Cofondateur de la société Iconem

Par Vincent Noce · Le Journal des Arts

Le 17 janvier 2017 - 1325 mots

La société Iconem, dirigée par l’archéologue Yves Ubelmann, numérise les sites et monuments en péril au Moyen-Orient.

Architecte spécialisé dans le patrimoine et l’archéologie, Yves Ubelmann est cofondateur en 2013 de la société Iconem, basée à Paris. Iconem a fourni les images des monuments du Moyen-Orient en péril pour la brève exposition qui s’est tenue au Grand Palais à Paris, « Sites éternels. De Bâmiyân à Palmyre, voyage au cœur des sites du patrimoine universel » (14 déc. 2016-9 janv. 2017). Grâce à des photographies prises par des drones, la société dresse des relevés numérisés des sites en 3D.

Comment en êtes-vous venu à inventorier des sites en Irak ou en Syrie ?
Au cours de mes études d’architecture, j’ai voyagé au Proche-Orient et en Asie centrale, d’où je suis revenu choqué de voir à quel train allait la disparition des sites. Nombre d’entre eux sont en terre crue et leur dégradation était visible d’une année sur l’autre. En Iran, on voit des monuments se transformer en montagnes, comme s’ils avaient fondu sur eux-mêmes. J’ai été aussi très étonné de constater, en l’espace de quelques années, les disparitions accélérées par les facteurs humains. L’urbanisation ainsi que la surexploitation des sols se révèlent encore plus destructrices… Or, aucune organisation internationale ne s’occupe véritablement de l’information sur ces sites.

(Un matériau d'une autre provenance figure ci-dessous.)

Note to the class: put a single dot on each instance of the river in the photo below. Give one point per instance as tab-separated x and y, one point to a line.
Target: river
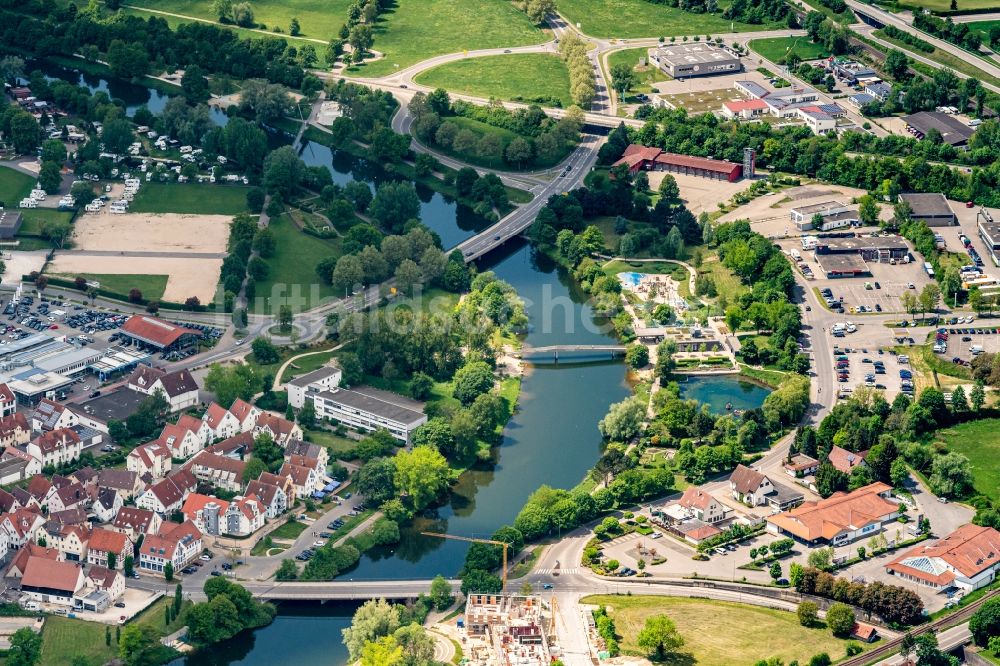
131	94
452	221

Pas même les organisations d’archéologues associées à l’Unesco ?
Elles ont pour mission de labelliser les monuments candidats au patrimoine mondial. Or, souvent, ces pays bénéficient d’un tissu très dense de sites, sur lesquels il n’y a pas ou peu d’information et qui disparaissent dans l’indifférence générale. Cette absence de connaissances est un problème brutal. Si l’on ne peut pas toujours les protéger, essayons au moins de les identifier. Depuis 2006, je travaille sur cette question. Plutôt que d’entrer dans une logique de fonctionnement international, nous avons préféré penser à l’échelle de territoires. Nous avons d’abord utilisé les moyens traditionnels du relevé topographique. Mais c’était très lent ; il faudrait consacrer une vie entière à l’inventaire d’un seul pays.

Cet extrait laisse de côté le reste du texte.